# Acog



## hgonzales (May 9, 2010)

One of my OB doctors told me to get some of my coding info from ACOG.  I went on their site and saw some classes I would like to take but it all sounds like they are for physicians only.  Can I as a coder take those classes to get my AAPC credits or is this for physicians only?  When I can call their office is closed and I can't call from work.  Thank you,

Hilda


----------



## FTessaBartels (May 10, 2010)

*Work related*

I do not code for OB GYN and am not familiar with ACOG's website or seminar offerings ... BUT...

A few years ago I attended a coding seminar put on by the American Academy of Plastic Surgeons (at the suggestion of one of the plastic surgeons I was working for).  The serminar attendees included physicians, NPs, PAs, coding professionals, billing specialists, etc. I did receive AAPC CEU credits for that seminar. 

If your physician has suggested / directed you to take ACOG seminars then I would consider it a legitimate business activity (and business expense) to call ACOG during business hours from your office.  

Your other option is to contact AAPC directly (at the top of this page is a link CONTACT US ... click on that and you'll get email, toll-free phone and mailing address for the AAPC national office) and ask how to get credit for attending the ACOG seminar.  AAPC may already have it in their catalogue, and if not, may be able to direct you how to get approval in advance. 

Hope that helps.

F Tessa Bartels, CPC, CEMC


----------



## valleyobgynut (May 11, 2010)

Yes you should be able to. our office has a ttended several Acog seminars. You can count them toward your CEU'S.


----------



## savannahsalow@gmail.com (Aug 29, 2019)

Do the ACOG conferences go towards AAPC CEU's? And does anyone know how many CEU's you get if you attend the conferences? I'm trying to find the CEU value on the ACOG website but can't find anything.


----------



## Cmama12 (Aug 30, 2019)

You would have to attend the first time with a physician from your practice. After that you can attend by yourself. 
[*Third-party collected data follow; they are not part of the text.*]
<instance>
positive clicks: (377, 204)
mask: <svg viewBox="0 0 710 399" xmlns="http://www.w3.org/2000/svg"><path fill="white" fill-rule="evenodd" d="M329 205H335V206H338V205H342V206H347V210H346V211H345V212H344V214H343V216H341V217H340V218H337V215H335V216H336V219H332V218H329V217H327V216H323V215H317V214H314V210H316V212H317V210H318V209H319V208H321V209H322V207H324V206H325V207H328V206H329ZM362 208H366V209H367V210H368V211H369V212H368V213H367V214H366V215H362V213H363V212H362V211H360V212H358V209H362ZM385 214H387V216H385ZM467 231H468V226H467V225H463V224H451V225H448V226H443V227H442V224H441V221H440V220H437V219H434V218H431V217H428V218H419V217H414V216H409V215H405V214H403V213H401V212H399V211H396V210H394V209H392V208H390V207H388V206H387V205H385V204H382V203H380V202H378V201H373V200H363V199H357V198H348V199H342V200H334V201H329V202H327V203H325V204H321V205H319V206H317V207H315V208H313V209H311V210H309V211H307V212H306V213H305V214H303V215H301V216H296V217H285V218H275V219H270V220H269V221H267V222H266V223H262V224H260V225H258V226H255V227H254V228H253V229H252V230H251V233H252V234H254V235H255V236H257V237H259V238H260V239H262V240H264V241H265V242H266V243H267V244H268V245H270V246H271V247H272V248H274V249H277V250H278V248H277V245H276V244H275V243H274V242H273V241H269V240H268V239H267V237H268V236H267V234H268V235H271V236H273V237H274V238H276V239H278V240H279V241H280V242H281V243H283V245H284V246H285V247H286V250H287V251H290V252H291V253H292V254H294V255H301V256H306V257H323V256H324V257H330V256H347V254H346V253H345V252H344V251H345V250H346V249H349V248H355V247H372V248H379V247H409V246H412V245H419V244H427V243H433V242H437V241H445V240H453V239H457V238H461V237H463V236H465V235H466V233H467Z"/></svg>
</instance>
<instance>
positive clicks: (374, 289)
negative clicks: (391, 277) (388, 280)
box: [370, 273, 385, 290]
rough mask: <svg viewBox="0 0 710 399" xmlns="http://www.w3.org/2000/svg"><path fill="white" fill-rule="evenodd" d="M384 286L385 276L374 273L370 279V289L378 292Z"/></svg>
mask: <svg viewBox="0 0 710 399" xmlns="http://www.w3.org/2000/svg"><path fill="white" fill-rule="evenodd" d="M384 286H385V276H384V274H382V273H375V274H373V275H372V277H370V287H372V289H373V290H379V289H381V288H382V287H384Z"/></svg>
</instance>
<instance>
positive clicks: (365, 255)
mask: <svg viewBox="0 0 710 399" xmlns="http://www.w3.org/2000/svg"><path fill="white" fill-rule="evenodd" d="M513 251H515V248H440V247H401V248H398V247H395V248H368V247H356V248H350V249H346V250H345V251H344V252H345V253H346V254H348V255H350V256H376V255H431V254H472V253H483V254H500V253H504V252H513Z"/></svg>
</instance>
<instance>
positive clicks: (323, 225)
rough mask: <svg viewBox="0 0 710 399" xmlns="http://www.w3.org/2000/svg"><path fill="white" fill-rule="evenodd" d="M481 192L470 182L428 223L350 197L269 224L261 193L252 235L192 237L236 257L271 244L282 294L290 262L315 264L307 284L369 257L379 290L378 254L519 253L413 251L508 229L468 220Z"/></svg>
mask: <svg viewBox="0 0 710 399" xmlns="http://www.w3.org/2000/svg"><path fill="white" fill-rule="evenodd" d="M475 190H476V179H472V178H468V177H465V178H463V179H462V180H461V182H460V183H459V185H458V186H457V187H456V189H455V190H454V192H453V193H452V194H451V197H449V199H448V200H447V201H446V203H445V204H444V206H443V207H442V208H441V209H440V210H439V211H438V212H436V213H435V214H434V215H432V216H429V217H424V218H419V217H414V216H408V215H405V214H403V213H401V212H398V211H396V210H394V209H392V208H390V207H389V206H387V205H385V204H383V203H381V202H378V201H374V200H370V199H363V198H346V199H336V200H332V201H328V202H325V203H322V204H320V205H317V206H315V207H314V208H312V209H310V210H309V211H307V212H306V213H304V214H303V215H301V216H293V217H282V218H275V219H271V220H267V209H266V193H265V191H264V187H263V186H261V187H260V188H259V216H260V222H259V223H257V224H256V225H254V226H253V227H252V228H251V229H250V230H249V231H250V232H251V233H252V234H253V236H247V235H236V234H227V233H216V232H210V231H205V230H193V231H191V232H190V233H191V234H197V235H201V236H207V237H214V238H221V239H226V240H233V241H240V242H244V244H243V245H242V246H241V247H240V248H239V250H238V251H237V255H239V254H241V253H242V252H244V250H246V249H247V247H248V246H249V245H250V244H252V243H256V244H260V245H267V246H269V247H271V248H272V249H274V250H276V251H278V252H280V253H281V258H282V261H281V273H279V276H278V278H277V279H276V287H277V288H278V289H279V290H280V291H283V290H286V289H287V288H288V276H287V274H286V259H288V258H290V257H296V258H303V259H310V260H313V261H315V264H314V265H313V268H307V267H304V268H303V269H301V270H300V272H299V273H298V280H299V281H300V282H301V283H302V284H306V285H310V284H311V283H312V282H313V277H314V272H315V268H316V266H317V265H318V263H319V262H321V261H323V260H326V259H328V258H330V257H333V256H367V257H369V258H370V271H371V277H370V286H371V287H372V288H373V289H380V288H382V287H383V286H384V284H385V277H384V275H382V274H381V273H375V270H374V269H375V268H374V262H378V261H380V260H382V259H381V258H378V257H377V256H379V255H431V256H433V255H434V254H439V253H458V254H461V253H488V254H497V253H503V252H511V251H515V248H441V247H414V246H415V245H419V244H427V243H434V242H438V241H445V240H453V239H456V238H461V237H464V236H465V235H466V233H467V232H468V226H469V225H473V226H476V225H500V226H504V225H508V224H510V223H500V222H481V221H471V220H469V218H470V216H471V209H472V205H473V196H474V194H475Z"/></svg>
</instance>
 "...  This workshop is designed for physicians. However, if accompanied by a physician, up to five office coding staff may also attend. Once the physician has attended, his/her staff may attend alone for up to two years after the date the physician attended. Contact the Registrar for more information. "


----------



## ELBrock (Oct 24, 2019)

I am a new OB coder, and recently found ACOG has a "Coding Ticket Database" where users have posted questions and received responses, much like the AAPC forum. I like to sort through their publications to educate myself. Just another resource for you!


----------